Hersh, haberinde kimliğini açıklamadığı bir kaynağın “Pentagon’daki siviller İran’a gitmek ve askeri altyapıyı mümkün olduğu kadar yok etmek istiyorlar” dediğini de aktarıyor.
Bush’un sözleri
Haberde İranlı akademisyen Şahram Çubin’in görüşleri de var.
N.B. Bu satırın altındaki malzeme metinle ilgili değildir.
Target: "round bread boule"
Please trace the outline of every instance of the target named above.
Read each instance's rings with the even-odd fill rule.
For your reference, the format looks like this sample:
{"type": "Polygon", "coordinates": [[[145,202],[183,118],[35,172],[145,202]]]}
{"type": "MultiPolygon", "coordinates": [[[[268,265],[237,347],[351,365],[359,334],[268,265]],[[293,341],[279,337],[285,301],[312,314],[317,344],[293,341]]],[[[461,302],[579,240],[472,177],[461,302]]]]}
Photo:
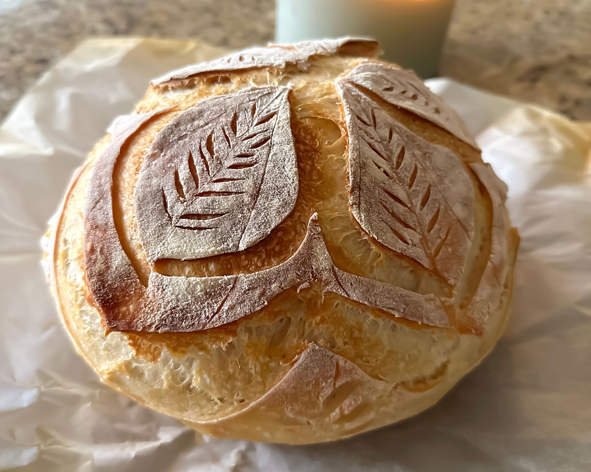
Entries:
{"type": "Polygon", "coordinates": [[[505,326],[506,188],[412,73],[343,38],[154,80],[44,244],[101,379],[216,436],[304,444],[434,404],[505,326]]]}

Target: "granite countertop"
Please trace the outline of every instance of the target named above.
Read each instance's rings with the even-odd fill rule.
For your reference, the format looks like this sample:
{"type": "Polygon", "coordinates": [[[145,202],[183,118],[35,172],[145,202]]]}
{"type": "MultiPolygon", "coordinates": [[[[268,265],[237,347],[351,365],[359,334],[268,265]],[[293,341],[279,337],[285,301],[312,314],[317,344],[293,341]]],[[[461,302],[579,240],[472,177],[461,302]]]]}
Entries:
{"type": "MultiPolygon", "coordinates": [[[[92,36],[272,40],[274,0],[3,0],[0,119],[48,67],[92,36]]],[[[442,75],[591,120],[589,0],[457,0],[442,75]]]]}

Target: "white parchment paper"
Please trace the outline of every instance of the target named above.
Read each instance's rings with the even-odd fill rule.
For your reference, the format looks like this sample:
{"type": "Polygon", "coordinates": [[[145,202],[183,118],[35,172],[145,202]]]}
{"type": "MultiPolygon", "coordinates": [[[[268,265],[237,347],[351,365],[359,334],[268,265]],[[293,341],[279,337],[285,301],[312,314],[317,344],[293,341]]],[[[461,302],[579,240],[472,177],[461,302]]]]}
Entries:
{"type": "Polygon", "coordinates": [[[506,334],[437,405],[350,440],[292,447],[202,437],[100,384],[60,324],[40,238],[74,168],[149,80],[222,52],[86,42],[0,129],[0,470],[591,470],[591,125],[446,79],[429,85],[508,184],[522,239],[506,334]]]}

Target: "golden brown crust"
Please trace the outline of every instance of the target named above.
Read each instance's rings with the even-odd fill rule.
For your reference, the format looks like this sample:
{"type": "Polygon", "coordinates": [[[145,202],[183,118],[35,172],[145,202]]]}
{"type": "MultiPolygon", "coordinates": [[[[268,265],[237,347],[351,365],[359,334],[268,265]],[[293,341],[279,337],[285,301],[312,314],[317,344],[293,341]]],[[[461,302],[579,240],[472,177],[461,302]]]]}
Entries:
{"type": "MultiPolygon", "coordinates": [[[[394,89],[385,90],[391,85],[384,85],[387,77],[381,76],[376,83],[384,86],[376,88],[363,68],[366,60],[329,53],[303,60],[218,71],[223,80],[215,81],[198,76],[174,90],[151,87],[137,113],[119,121],[119,131],[112,129],[110,140],[91,153],[47,235],[46,245],[54,251],[46,259],[48,278],[79,352],[116,389],[206,433],[301,444],[398,421],[432,405],[477,365],[506,323],[518,238],[504,208],[506,189],[469,136],[462,135],[461,123],[444,109],[437,107],[437,113],[433,104],[439,99],[406,73],[396,77],[402,74],[427,94],[422,101],[389,94],[394,89]],[[164,142],[159,137],[165,136],[176,142],[184,132],[177,124],[180,117],[206,107],[207,100],[228,100],[233,110],[236,102],[230,97],[252,93],[249,89],[255,94],[275,91],[288,104],[284,129],[291,130],[293,144],[282,132],[281,142],[288,145],[278,154],[298,182],[294,187],[280,178],[282,195],[288,196],[275,208],[291,212],[282,219],[268,218],[268,227],[259,235],[255,235],[237,252],[220,253],[217,242],[204,240],[179,246],[177,253],[148,250],[150,226],[158,219],[150,217],[149,205],[139,217],[139,207],[152,198],[148,192],[142,200],[139,184],[179,197],[182,190],[186,201],[193,190],[202,193],[197,179],[207,180],[189,161],[181,159],[187,164],[182,168],[176,164],[187,148],[167,161],[172,167],[162,166],[167,177],[148,172],[142,178],[147,163],[163,159],[165,146],[154,143],[164,142]],[[352,114],[359,103],[365,112],[369,106],[362,121],[352,114]],[[368,139],[372,129],[376,134],[368,139]],[[401,145],[405,154],[397,169],[401,145]],[[288,165],[290,156],[297,169],[288,165]],[[390,176],[376,173],[372,162],[390,176]],[[403,188],[410,180],[401,180],[402,174],[412,176],[413,164],[414,185],[420,185],[416,196],[403,188]],[[457,191],[441,183],[446,177],[457,191]],[[384,219],[372,214],[372,198],[379,200],[375,187],[384,186],[409,208],[418,202],[418,210],[422,205],[428,211],[427,226],[439,208],[431,231],[420,237],[411,232],[423,218],[420,211],[413,217],[390,205],[388,214],[378,214],[416,250],[404,254],[401,241],[384,234],[384,219]],[[113,222],[108,229],[107,217],[113,222]],[[432,237],[437,246],[446,234],[448,234],[452,227],[460,231],[452,238],[457,244],[446,259],[439,258],[445,240],[433,257],[423,240],[432,237]],[[208,251],[211,255],[200,257],[208,251]],[[122,270],[114,276],[108,273],[118,267],[122,270]]],[[[369,64],[382,68],[382,76],[392,68],[369,64]]],[[[240,126],[233,112],[228,116],[229,123],[216,122],[215,132],[221,134],[211,142],[226,140],[225,129],[232,149],[240,126]]],[[[272,116],[267,123],[277,125],[272,116]]],[[[204,139],[207,147],[211,133],[203,134],[194,140],[204,139]]],[[[215,155],[216,145],[211,149],[215,155]]],[[[264,159],[257,155],[254,160],[264,159]]],[[[203,191],[240,189],[212,188],[203,191]]],[[[190,214],[206,214],[199,205],[190,214]]],[[[178,220],[186,213],[170,209],[178,220]]],[[[236,248],[241,240],[232,239],[235,245],[238,241],[236,248]]]]}
{"type": "Polygon", "coordinates": [[[173,71],[154,79],[152,84],[163,85],[171,81],[190,78],[203,74],[261,67],[284,69],[288,65],[292,65],[305,70],[310,64],[310,60],[314,56],[337,55],[374,57],[377,55],[378,50],[378,43],[375,41],[363,38],[304,41],[295,44],[269,44],[266,48],[246,49],[207,63],[173,71]]]}

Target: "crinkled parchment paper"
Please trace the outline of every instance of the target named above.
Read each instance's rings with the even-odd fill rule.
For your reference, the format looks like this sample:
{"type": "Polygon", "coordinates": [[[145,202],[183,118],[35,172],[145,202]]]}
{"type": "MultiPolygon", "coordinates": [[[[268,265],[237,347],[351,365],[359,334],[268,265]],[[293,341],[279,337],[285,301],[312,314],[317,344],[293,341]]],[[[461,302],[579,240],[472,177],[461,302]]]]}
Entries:
{"type": "Polygon", "coordinates": [[[580,471],[591,467],[591,125],[445,79],[429,85],[509,185],[521,246],[509,328],[437,405],[306,447],[202,437],[102,385],[62,329],[39,240],[70,174],[149,80],[203,44],[93,40],[0,129],[0,470],[181,472],[580,471]]]}

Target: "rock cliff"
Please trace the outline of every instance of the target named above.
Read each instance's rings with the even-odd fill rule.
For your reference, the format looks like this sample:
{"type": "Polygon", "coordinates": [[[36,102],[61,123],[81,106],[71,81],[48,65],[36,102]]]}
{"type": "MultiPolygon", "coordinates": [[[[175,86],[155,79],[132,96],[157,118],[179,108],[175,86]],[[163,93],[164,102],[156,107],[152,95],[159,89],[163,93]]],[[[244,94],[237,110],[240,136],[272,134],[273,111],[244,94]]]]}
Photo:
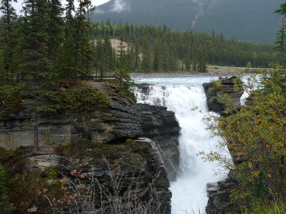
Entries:
{"type": "Polygon", "coordinates": [[[154,141],[159,148],[170,181],[176,180],[179,165],[178,136],[181,129],[175,113],[158,105],[139,104],[142,136],[154,141]]]}
{"type": "MultiPolygon", "coordinates": [[[[123,189],[130,186],[130,181],[137,179],[139,187],[131,185],[130,191],[142,193],[140,200],[146,202],[156,194],[160,212],[170,213],[172,193],[168,189],[168,176],[175,179],[181,129],[174,113],[163,106],[133,103],[120,96],[120,90],[112,85],[88,84],[107,94],[111,107],[76,115],[64,112],[40,114],[40,150],[48,154],[28,157],[28,162],[43,170],[55,167],[70,177],[69,170],[82,170],[83,173],[92,173],[103,185],[110,183],[110,175],[121,171],[125,173],[122,181],[123,189]],[[126,144],[128,138],[135,140],[135,143],[126,144]],[[96,144],[85,147],[77,144],[79,139],[96,144]],[[98,149],[98,145],[103,148],[98,149]],[[76,146],[77,149],[68,152],[76,146]],[[102,150],[102,154],[98,151],[102,150]],[[144,193],[152,182],[155,191],[144,193]]],[[[33,114],[23,109],[0,121],[0,145],[8,149],[33,146],[34,130],[26,128],[33,119],[33,114]]],[[[35,205],[36,207],[36,202],[35,205]]]]}
{"type": "MultiPolygon", "coordinates": [[[[149,87],[154,84],[140,83],[137,84],[140,92],[148,96],[149,87]]],[[[178,140],[181,129],[175,113],[159,105],[139,104],[142,122],[142,136],[153,140],[158,146],[171,181],[175,181],[179,168],[179,152],[178,140]]]]}
{"type": "MultiPolygon", "coordinates": [[[[80,151],[81,149],[78,148],[76,150],[78,152],[83,152],[84,155],[77,155],[72,153],[63,154],[59,152],[61,150],[58,147],[50,154],[30,158],[30,162],[34,167],[42,169],[44,167],[45,168],[56,167],[62,175],[60,176],[59,178],[62,179],[64,176],[73,181],[73,185],[71,185],[69,189],[72,193],[72,187],[74,188],[75,186],[83,184],[85,186],[93,186],[94,188],[95,186],[95,191],[98,195],[100,195],[101,189],[99,185],[102,187],[110,186],[111,187],[112,185],[118,185],[118,192],[116,194],[112,192],[112,196],[119,194],[119,198],[120,196],[129,194],[131,196],[129,197],[132,198],[131,204],[135,204],[135,201],[137,203],[148,203],[152,199],[154,200],[153,203],[159,203],[160,213],[170,214],[172,194],[168,189],[170,183],[161,154],[153,141],[148,138],[141,138],[135,141],[129,140],[125,142],[110,145],[107,147],[108,149],[112,152],[115,150],[120,154],[105,154],[104,158],[95,158],[94,154],[96,149],[86,149],[84,142],[80,143],[79,146],[81,149],[86,151],[80,151]],[[78,172],[81,171],[78,176],[78,179],[70,173],[75,170],[78,172]],[[114,179],[119,173],[119,178],[114,179]],[[87,179],[81,178],[83,174],[85,175],[87,179]],[[93,183],[92,180],[89,180],[88,178],[91,178],[93,176],[93,180],[96,179],[98,183],[95,183],[94,181],[93,183]],[[151,183],[153,191],[148,189],[151,183]],[[133,195],[134,193],[135,194],[133,195]]],[[[48,177],[48,175],[45,176],[45,171],[43,170],[43,176],[48,177]]],[[[106,192],[102,194],[100,200],[103,202],[95,203],[93,205],[94,208],[100,209],[100,204],[102,203],[106,205],[104,208],[108,209],[109,194],[106,192]]],[[[120,201],[121,206],[124,207],[127,207],[130,204],[130,201],[124,199],[125,197],[120,201]]],[[[35,206],[40,206],[36,202],[35,206]]],[[[40,210],[38,211],[41,211],[40,210]]],[[[69,213],[67,211],[68,213],[69,213]]]]}
{"type": "MultiPolygon", "coordinates": [[[[119,96],[114,86],[100,83],[89,84],[107,94],[112,107],[104,111],[83,112],[76,115],[64,112],[40,114],[40,146],[67,145],[79,138],[105,143],[125,140],[142,134],[136,104],[119,96]]],[[[32,115],[24,109],[0,121],[0,145],[6,149],[33,146],[34,130],[24,128],[33,122],[32,115]]]]}
{"type": "Polygon", "coordinates": [[[209,200],[206,212],[208,214],[226,214],[234,210],[235,205],[230,203],[230,196],[231,194],[230,191],[235,187],[233,181],[229,178],[207,184],[209,200]]]}
{"type": "Polygon", "coordinates": [[[240,104],[240,98],[242,93],[240,91],[235,91],[236,89],[234,87],[234,84],[232,81],[232,80],[236,77],[232,77],[225,78],[221,77],[219,78],[219,80],[222,85],[222,87],[220,89],[214,90],[210,89],[214,86],[212,83],[204,83],[203,84],[203,87],[207,97],[209,111],[219,113],[225,110],[226,106],[224,104],[219,103],[215,100],[212,102],[210,101],[212,98],[217,96],[220,91],[224,94],[227,94],[233,101],[234,105],[240,104]]]}
{"type": "MultiPolygon", "coordinates": [[[[235,89],[232,79],[236,77],[219,79],[222,87],[220,90],[214,90],[210,88],[214,87],[211,83],[204,83],[203,86],[207,97],[208,106],[210,111],[220,113],[221,116],[227,116],[225,113],[225,105],[215,100],[210,102],[212,98],[218,96],[220,91],[227,93],[238,109],[241,107],[240,98],[242,94],[235,91],[235,89]]],[[[233,158],[234,157],[233,157],[233,158]]],[[[205,211],[209,214],[225,214],[229,213],[235,208],[235,205],[230,203],[230,191],[236,187],[236,182],[229,176],[224,181],[207,184],[207,192],[209,200],[206,207],[205,211]]],[[[239,208],[238,207],[239,209],[239,208]]]]}

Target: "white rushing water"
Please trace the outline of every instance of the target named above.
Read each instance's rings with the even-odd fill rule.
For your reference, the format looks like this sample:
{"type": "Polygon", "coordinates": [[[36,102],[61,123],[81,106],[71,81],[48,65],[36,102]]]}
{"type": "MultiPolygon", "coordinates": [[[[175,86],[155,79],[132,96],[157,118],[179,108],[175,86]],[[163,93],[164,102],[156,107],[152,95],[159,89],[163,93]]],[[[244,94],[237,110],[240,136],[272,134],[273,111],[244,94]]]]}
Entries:
{"type": "Polygon", "coordinates": [[[162,78],[137,80],[137,83],[156,84],[150,86],[146,96],[139,91],[137,102],[164,105],[173,111],[182,127],[179,137],[180,171],[176,182],[171,183],[172,193],[172,214],[204,213],[207,205],[206,184],[223,180],[222,176],[214,177],[211,164],[203,162],[196,154],[199,151],[224,152],[218,146],[219,139],[211,138],[203,115],[191,109],[197,106],[207,113],[205,95],[202,84],[209,78],[162,78]],[[181,81],[180,81],[181,80],[181,81]]]}

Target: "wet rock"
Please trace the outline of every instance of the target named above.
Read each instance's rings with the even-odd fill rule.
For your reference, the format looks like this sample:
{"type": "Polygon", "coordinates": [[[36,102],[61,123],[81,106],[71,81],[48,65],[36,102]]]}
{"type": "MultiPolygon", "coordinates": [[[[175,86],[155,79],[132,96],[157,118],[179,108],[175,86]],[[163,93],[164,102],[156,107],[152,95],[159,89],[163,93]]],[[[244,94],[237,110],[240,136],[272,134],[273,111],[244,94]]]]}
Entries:
{"type": "Polygon", "coordinates": [[[233,102],[235,105],[240,105],[240,98],[243,93],[240,91],[235,91],[236,89],[232,80],[236,78],[236,77],[229,78],[220,77],[219,80],[221,83],[222,87],[220,89],[214,90],[210,89],[214,86],[211,83],[204,83],[203,84],[203,87],[207,97],[209,111],[219,113],[225,110],[226,107],[224,104],[218,103],[215,100],[212,102],[210,100],[212,98],[217,96],[221,91],[224,94],[228,94],[229,97],[233,102]]]}
{"type": "MultiPolygon", "coordinates": [[[[81,137],[102,142],[125,140],[142,134],[137,105],[121,97],[112,85],[98,84],[105,88],[111,107],[91,113],[82,112],[75,116],[63,112],[40,114],[40,146],[68,145],[81,137]]],[[[34,129],[23,127],[33,122],[33,116],[32,112],[23,109],[0,121],[0,146],[8,149],[33,146],[34,129]]]]}
{"type": "Polygon", "coordinates": [[[181,128],[175,113],[159,105],[138,104],[142,122],[141,136],[154,141],[162,155],[169,180],[175,180],[179,155],[178,140],[181,128]]]}
{"type": "Polygon", "coordinates": [[[230,191],[236,186],[230,178],[207,184],[209,200],[205,212],[209,214],[226,214],[235,210],[235,205],[230,203],[230,191]]]}
{"type": "Polygon", "coordinates": [[[33,207],[28,209],[27,211],[28,212],[34,212],[37,211],[37,209],[38,208],[34,206],[33,207]]]}

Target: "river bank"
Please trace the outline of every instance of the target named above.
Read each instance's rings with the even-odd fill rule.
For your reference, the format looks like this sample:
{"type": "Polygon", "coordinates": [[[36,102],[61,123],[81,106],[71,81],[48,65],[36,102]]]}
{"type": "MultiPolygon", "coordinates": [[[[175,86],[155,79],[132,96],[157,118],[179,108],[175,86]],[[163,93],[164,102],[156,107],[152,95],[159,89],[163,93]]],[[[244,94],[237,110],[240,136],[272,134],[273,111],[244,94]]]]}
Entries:
{"type": "MultiPolygon", "coordinates": [[[[245,74],[248,75],[253,74],[245,74]]],[[[177,78],[178,77],[211,77],[222,76],[229,77],[232,75],[229,72],[211,72],[209,73],[186,73],[173,74],[131,74],[131,78],[133,79],[146,78],[177,78]]]]}

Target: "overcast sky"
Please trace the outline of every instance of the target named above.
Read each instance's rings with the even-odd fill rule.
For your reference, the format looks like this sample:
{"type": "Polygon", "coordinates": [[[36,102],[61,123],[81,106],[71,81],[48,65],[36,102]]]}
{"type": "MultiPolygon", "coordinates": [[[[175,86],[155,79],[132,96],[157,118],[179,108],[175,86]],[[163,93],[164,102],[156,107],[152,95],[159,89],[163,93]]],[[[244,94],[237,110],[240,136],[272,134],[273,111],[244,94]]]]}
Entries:
{"type": "MultiPolygon", "coordinates": [[[[106,2],[109,1],[110,0],[91,0],[92,3],[94,6],[97,6],[100,5],[101,4],[104,4],[106,2]]],[[[20,11],[22,9],[22,5],[21,4],[23,2],[23,0],[18,0],[17,3],[13,3],[12,4],[13,7],[15,8],[15,9],[17,11],[17,13],[19,14],[20,13],[20,11]]],[[[64,0],[62,0],[62,4],[64,5],[66,3],[66,2],[64,0]]],[[[76,8],[78,5],[78,3],[77,1],[75,1],[75,6],[76,8]]],[[[0,12],[0,15],[1,13],[0,12]]]]}

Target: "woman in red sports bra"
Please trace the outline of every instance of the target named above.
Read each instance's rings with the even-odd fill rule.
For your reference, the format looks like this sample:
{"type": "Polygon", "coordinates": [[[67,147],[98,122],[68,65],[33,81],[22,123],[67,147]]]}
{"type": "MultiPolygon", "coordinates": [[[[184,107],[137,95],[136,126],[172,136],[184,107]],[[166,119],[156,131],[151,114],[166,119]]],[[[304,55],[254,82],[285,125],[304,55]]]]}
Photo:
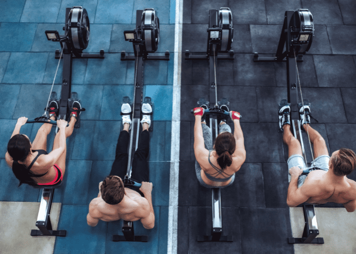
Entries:
{"type": "MultiPolygon", "coordinates": [[[[78,102],[73,103],[73,108],[75,103],[79,104],[78,102]]],[[[58,108],[56,104],[54,101],[51,102],[50,110],[55,111],[58,108]]],[[[80,104],[76,106],[77,108],[81,108],[80,104]]],[[[18,186],[22,183],[52,185],[62,180],[66,170],[66,139],[73,133],[77,114],[75,112],[72,112],[68,127],[66,121],[62,119],[57,121],[60,131],[55,135],[53,149],[49,153],[46,150],[47,136],[51,131],[52,124],[44,123],[31,144],[27,136],[19,134],[21,127],[26,123],[27,118],[20,117],[17,120],[8,144],[5,158],[15,176],[20,181],[18,186]]],[[[55,120],[55,112],[50,112],[49,115],[51,119],[55,120]]]]}

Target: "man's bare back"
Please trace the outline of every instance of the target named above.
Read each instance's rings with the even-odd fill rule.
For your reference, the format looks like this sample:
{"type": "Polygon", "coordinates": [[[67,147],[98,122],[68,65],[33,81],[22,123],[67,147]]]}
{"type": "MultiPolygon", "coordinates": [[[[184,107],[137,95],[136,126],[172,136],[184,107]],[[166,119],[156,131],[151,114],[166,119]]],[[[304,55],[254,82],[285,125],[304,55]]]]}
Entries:
{"type": "Polygon", "coordinates": [[[333,181],[328,177],[324,170],[314,170],[308,175],[304,184],[301,187],[309,186],[315,188],[307,201],[310,204],[325,204],[334,202],[345,204],[356,199],[356,182],[344,177],[341,180],[333,181]]]}
{"type": "Polygon", "coordinates": [[[122,201],[116,205],[109,205],[103,200],[100,191],[101,184],[101,182],[99,184],[98,197],[92,200],[89,205],[89,213],[87,216],[89,225],[96,226],[99,219],[104,221],[120,219],[135,221],[141,219],[145,228],[153,228],[155,215],[150,203],[151,201],[152,204],[152,184],[147,187],[146,184],[142,183],[143,188],[141,187],[140,190],[143,193],[145,198],[141,197],[137,192],[125,188],[125,195],[122,201]]]}

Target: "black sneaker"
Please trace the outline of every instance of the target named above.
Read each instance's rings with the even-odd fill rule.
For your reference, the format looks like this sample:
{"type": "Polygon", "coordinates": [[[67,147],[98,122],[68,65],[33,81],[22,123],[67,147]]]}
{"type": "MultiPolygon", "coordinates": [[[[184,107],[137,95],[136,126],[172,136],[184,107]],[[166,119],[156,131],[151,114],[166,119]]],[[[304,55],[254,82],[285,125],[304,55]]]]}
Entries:
{"type": "Polygon", "coordinates": [[[310,104],[305,103],[304,110],[303,106],[302,103],[298,104],[299,108],[299,119],[301,122],[301,130],[305,131],[303,128],[303,125],[307,123],[310,123],[310,104]],[[305,112],[305,115],[304,115],[305,112]]]}
{"type": "Polygon", "coordinates": [[[282,100],[279,104],[279,130],[283,132],[283,125],[284,124],[290,125],[290,104],[287,102],[286,100],[282,100]]]}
Çubin, 1981 yılında İsrail’in Irak’taki nükleer Osirak tesislerini bombalamasının ardından İran’ın faaliyetlerini yeraltında gizlediğini söylüyor ve ABD’nin bütün tesislerin yok edildiğinden hiçbir şekilde emin olamayacağını da ekliyor.
Hersh’in haberinin yayımlanmasının ardından ABD Başkanı Bush da NBC televizyonuna bir demeç vererek, nükleer silah geliştirdiğinden şüphelendiği İran’a, bu konuda daha açık davranmadığı takdirde, bu ülkeye yönelik bir askeri harekâtın masadaki seçeneklerden biri olduğunu söyledi.
Engel olunmalı
Öyle görünüyor ki ABD yönetimi Irak’ta olanlardan çıkarması gereken hiçbir dersi çıkaramamış.
İran’a karşı girişilecek böyle bir askeri operasyon Türkiye’nin de içinde bulunduğu bölgenin genel güvenliğini açıkça tehdit edeceği gibi belki de dünyada huzurlu hiçbir bölgenin kalmamasına da yol açabilir.
Nitekim İran Savunma Bakanı, Bush’un konuşmasının hemen ardından yaptığı açıklamada, “Büyük caydırıcılıkla sonuçlanacak teçhizatı hızla üretebileceğimizi iddia edebiliriz” derken dünyayı nasıl bir kargaşa ortamının bekleyeceğini de ortaya koyuyor.
Irak’taki başarısızlığı, İran’a karşı girişilecek bir askeri operasyonla unutturmak isteyecek ABD yönetiminin yeni bir maceraya kalkışmasını önlemek, dünyada barışın egemen olmasını isteyen herkesin görevi olmalıdır.